Next, the procedure of the response process according to the first embodiment will be described with reference to FIG. 12B illustrating a process block diagram. FIG. 12B is the block diagram illustrating the process according to the first embodiment.


A display input process 111 is configured to process a user's input via the display or the like of the response processing device 100. Specifically, in the display input process 111, the input information is transmitted to a command generation process 115 via a user interface or the like displayed on the touch panel display. The display input process 111 corresponds to, for example, the image input sensor 20B, the detection unit 41, and the like illustrated in FIG. 7.


A voice input process 112 is configured to perform a process of converting an input of the user's speech into character information (text). The voice input process 112 may include a signal processing function of reducing external ambient sound such as noise. The voice input process 112 transmits the input information to a user input analysis process 114. The voice input process 112 corresponds to, for example, the voice input sensor 20A illustrated in FIG. 7, the detection unit 41, and the like.
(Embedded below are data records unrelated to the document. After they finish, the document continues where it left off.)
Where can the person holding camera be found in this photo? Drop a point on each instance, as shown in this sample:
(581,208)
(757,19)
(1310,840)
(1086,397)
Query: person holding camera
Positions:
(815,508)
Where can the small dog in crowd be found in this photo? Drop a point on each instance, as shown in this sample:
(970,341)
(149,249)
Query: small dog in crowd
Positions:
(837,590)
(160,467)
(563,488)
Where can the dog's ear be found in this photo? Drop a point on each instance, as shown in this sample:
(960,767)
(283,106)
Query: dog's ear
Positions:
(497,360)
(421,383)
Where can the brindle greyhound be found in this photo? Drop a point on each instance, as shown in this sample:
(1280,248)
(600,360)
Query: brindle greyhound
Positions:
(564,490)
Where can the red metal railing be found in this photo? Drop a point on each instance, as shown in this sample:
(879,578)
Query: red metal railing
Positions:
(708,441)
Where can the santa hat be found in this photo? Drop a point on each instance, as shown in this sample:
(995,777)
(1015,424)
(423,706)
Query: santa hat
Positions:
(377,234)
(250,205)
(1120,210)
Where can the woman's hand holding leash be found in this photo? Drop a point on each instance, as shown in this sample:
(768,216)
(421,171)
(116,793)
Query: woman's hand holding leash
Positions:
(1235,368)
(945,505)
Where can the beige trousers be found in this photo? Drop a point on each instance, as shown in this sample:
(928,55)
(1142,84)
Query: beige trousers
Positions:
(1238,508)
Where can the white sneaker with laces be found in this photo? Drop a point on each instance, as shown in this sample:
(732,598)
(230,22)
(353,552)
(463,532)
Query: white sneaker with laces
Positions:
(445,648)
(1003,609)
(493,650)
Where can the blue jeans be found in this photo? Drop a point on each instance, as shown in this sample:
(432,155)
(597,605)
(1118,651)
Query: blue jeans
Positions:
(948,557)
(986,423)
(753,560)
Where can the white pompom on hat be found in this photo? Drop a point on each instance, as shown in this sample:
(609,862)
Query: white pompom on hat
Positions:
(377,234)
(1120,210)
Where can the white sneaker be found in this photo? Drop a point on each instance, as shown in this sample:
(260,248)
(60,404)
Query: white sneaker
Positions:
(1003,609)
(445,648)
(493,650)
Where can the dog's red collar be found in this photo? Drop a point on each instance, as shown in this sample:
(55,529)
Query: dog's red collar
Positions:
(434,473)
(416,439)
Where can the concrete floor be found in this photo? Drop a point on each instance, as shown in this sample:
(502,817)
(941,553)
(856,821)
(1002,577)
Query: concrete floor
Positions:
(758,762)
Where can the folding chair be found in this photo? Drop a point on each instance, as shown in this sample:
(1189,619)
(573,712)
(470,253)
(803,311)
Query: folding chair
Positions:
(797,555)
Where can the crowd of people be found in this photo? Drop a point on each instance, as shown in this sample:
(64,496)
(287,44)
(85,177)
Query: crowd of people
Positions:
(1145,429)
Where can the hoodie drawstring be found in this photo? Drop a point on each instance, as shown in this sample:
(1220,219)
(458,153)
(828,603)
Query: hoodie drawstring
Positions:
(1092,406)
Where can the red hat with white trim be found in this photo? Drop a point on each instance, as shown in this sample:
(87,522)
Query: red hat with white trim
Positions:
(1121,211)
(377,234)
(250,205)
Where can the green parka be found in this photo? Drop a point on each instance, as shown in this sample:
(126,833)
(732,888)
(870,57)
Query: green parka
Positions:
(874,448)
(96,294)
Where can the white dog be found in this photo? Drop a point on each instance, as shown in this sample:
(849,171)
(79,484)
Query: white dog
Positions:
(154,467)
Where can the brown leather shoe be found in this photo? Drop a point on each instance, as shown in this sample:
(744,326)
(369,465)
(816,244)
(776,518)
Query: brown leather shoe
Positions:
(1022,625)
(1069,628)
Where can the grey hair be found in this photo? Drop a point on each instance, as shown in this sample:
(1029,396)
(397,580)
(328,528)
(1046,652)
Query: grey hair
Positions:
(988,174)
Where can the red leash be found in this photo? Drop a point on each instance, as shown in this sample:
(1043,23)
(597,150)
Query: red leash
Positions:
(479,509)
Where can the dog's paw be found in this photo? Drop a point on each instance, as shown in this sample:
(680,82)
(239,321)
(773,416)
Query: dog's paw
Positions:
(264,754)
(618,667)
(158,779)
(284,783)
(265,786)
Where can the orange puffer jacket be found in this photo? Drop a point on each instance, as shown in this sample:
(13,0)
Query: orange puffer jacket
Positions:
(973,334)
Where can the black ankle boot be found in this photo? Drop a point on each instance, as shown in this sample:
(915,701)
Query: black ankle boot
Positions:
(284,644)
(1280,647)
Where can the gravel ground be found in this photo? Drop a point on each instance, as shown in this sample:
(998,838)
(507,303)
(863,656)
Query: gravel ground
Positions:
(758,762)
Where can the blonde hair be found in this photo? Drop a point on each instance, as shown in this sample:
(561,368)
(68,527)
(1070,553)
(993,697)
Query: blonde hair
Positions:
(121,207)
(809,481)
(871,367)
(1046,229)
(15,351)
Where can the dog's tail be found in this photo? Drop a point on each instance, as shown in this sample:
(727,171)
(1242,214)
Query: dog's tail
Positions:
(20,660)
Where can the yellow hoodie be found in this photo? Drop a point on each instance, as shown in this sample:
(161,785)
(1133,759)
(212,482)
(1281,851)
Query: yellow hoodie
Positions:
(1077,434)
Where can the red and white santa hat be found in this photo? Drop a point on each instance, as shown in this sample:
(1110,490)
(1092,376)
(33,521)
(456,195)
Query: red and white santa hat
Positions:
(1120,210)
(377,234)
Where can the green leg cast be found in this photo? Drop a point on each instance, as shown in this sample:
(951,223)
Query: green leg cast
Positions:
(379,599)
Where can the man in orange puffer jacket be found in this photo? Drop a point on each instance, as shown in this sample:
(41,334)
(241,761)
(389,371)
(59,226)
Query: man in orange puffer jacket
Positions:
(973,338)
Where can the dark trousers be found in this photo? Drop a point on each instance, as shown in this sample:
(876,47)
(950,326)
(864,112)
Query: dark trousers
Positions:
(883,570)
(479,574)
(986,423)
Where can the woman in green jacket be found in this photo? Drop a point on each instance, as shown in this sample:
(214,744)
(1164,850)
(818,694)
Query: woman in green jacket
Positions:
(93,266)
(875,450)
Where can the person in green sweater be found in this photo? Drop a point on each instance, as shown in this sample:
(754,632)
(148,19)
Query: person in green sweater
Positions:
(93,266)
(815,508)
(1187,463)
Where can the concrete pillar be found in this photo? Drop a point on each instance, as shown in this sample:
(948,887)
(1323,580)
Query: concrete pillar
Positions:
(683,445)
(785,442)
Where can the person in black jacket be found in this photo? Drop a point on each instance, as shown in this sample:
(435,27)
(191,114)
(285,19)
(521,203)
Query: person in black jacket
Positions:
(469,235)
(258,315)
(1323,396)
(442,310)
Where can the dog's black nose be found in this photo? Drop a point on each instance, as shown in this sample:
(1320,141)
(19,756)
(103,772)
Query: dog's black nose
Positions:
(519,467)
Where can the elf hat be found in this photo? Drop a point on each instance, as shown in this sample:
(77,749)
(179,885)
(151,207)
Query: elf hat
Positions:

A specific command data holding unit 113 is a portion that holds the type of the specific command and a corresponding character string in association with each other. Note that the types of the specific command and the character string are configured to be edited by the user. The specific command data holding unit 113 corresponds to, for example, the command table 33 illustrated in FIG. 7.


In the user input analysis process 114, it is determined whether the input from the user is corresponds to the specific command, referring to the specific command data holding unit 113. As described above, the types of the specific commands include “receive the result from a specific agent 10” or “listen to the result from another agent 10”. In other words, in the user input analysis process 114, the user's voice and the like are analyzed to determine whether those voices correspond to the specific command. Note that, in the user input analysis process 114, when the received input does not correspond to the specific command, transmitting that there is no specific command (empty command analysis result) together with the input information (text, etc.), to the command generation process 115. The user input analysis process 114 corresponds to the processes performed by, for example, the presentation unit 50 and the analysis unit 51 illustrated in FIG. 7.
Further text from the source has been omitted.